Because the simulated negative control outcomes are independent of genotype, the MR estimates should be small and centered near zero, and biasDetected should be FALSE. This confirms that the analysis pipeline is not introducing systematic bias for this dataset.

When Things Go Wrong

If biasDetected is TRUE or many negative controls are significant, consider:

  1. Population stratification. Are the genetic instruments correlated with ancestry or geography? This can create spurious associations with many outcomes simultaneously.
  2. Horizontal pleiotropy. If the instruments affect many traits beyond the exposure, negative controls that share biological pathways with those traits may show non-null effects.
  3. Collider bias. If the cohort is selected on a variable influenced by both the instruments and the outcomes, negative controls can show spurious associations.
  4. Technical artifacts. Genotype missingness, allele frequency discrepancies, or coding errors can create systematic bias across all outcomes.

In any case, use the calibrated p-value rather than the nominal p-value for the primary analysis, and report both values transparently.

References

  • Schuemie MJ, Ryan PB, DuMouchel W, Suchard MA, Madigan D (2014).
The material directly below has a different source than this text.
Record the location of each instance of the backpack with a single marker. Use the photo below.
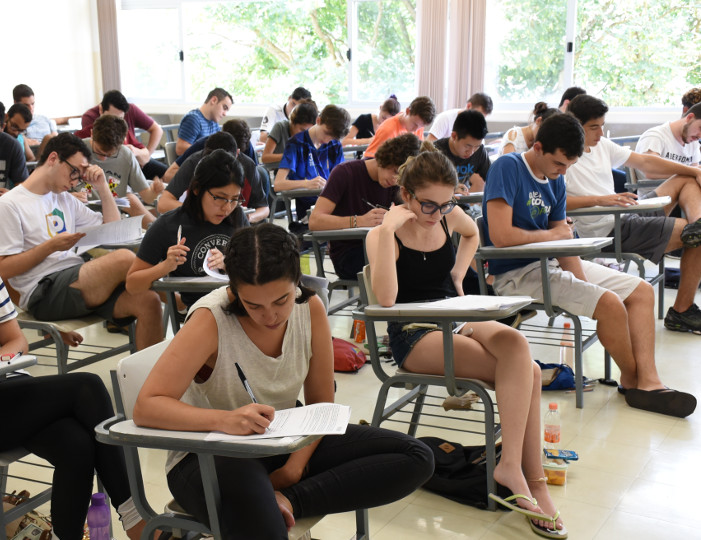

Interpreting observational studies: why empirical calibration is needed to correct p-values. Statistics in Medicine, 33(2), 209–218.
  • Schuemie MJ, Hripcsak G, Ryan PB, Madigan D, Suchard MA (2018). Empirical confidence interval calibration for population-level effect estimation studies in observational healthcare data. PNAS, 115(11), 2571–2577.
  • Davies NM, Holmes MV, Davey Smith G (2018). Reading Mendelian randomisation studies: a guide, glossary, and checklist for clinicians. BMJ, 362, k601.
  • Sanderson E, Glymour MM, Holmes MV, Kang H, Morrison J, Munafo MR, Palmer T, Schooling CM, Wallace C, Zhao Q, Davey Smith G (2022). Mendelian randomization. Nature Reviews Methods Primers, 2, 6.